O Percurso de Uma Análise…

O texto que aqui apresento é fruto do trabalho feito a partir do cartel sobre o narcisismo. Estudar sobre o narcisismo foi um convite que chegou no momento que iniciava o mestrado, e me pareceu poder ajudar no desenvolvimento do tema que eu me propus trabalhar na dissertação, que era analisar o trauma a partir de uma vivência de catástrofe.

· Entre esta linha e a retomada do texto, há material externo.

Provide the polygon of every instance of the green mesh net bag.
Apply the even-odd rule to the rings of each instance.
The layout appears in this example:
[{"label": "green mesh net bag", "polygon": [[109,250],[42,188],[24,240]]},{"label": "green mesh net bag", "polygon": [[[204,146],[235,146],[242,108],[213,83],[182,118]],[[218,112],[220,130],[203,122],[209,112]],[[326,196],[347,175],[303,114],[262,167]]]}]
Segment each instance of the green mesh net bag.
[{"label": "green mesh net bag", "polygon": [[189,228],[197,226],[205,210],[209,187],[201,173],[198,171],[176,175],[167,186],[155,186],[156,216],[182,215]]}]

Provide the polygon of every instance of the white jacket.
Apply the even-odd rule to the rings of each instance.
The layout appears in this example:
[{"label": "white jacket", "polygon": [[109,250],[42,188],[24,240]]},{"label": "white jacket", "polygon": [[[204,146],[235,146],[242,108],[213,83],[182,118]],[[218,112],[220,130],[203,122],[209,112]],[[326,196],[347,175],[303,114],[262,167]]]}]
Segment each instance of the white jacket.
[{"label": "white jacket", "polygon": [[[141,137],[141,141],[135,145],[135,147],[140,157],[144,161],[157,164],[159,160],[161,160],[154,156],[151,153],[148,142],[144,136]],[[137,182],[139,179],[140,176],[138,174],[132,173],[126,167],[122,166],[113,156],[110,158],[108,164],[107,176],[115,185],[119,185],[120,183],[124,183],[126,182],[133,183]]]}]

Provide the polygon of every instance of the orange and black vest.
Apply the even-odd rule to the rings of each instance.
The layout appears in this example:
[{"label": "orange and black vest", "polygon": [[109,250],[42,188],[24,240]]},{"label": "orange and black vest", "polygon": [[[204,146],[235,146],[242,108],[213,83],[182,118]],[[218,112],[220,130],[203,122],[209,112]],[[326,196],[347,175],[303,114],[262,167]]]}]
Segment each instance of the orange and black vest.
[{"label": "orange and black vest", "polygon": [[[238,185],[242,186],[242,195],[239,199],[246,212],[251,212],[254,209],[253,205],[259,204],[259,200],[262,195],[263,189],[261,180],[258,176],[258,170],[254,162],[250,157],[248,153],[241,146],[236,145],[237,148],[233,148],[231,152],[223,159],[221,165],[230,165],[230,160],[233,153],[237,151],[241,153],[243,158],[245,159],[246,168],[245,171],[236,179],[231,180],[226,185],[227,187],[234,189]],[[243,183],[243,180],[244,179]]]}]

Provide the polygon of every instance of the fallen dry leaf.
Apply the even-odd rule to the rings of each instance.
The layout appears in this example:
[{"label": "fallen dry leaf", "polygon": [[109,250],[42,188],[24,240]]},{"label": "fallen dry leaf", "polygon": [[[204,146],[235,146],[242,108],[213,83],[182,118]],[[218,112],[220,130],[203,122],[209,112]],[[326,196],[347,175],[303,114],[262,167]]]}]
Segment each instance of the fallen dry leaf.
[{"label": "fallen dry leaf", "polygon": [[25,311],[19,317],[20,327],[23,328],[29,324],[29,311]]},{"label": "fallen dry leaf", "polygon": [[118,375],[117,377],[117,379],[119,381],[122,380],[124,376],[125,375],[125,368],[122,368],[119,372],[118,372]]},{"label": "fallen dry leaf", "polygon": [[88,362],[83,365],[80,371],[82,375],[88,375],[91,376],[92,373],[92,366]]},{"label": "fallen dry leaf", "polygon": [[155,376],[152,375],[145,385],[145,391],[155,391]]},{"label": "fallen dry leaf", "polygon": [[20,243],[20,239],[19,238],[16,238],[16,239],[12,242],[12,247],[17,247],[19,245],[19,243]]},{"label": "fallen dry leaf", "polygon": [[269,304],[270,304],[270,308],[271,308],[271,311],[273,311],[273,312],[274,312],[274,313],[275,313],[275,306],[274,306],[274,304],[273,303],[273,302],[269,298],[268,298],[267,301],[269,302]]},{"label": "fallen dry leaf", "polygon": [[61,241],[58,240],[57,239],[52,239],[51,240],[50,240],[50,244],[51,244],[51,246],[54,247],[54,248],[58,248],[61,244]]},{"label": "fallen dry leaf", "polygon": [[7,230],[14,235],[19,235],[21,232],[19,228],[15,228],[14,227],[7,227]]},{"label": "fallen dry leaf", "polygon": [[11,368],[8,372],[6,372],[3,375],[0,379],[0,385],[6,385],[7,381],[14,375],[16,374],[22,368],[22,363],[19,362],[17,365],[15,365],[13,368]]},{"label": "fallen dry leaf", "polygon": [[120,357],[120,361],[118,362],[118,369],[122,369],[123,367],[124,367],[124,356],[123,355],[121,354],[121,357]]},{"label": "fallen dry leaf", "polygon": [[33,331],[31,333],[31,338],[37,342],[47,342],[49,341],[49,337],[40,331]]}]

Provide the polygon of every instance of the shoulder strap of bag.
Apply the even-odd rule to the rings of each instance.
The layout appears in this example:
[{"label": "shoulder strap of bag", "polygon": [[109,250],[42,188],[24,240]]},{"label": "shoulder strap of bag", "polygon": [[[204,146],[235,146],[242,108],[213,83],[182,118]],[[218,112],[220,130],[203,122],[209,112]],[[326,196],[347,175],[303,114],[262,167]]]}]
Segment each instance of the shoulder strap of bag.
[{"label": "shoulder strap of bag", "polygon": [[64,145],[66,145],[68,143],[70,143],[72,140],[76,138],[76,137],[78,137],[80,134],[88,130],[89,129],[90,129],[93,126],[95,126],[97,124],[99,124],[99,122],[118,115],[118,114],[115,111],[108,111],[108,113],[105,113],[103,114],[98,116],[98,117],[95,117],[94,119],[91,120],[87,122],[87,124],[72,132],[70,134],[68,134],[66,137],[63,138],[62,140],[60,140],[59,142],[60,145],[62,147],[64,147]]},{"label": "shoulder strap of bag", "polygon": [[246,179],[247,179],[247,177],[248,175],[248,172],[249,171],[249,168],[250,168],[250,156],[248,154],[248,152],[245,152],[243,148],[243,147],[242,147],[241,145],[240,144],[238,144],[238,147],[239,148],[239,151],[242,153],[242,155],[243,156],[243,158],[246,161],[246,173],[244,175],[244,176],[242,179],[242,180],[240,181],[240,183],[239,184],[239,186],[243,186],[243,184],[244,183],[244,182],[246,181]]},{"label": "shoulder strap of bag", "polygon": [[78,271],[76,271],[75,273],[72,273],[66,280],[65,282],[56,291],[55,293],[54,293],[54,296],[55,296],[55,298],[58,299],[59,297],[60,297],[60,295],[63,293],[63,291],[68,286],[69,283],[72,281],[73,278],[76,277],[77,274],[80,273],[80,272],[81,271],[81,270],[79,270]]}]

Em um tempo anterior a este, antes mesmo que tivesse qualquer interesse pela psicanálise quando ficava sabendo sobre situações de catástrofes, essas em que as pessoas perdem tudo, casa, pessoas queridas, documentos, etc uma questão me vinha: como encontrar forças para recomeçar? Como seria sair de uma situação como essa? A partir da psicanalise reformulo então a questão: Quando esta cobertura imaginária desaba na frente do sujeito, o que ele faz? Quando perde as suas referencias, quando elas já não podem mais funcionar, o que o sujeito faz?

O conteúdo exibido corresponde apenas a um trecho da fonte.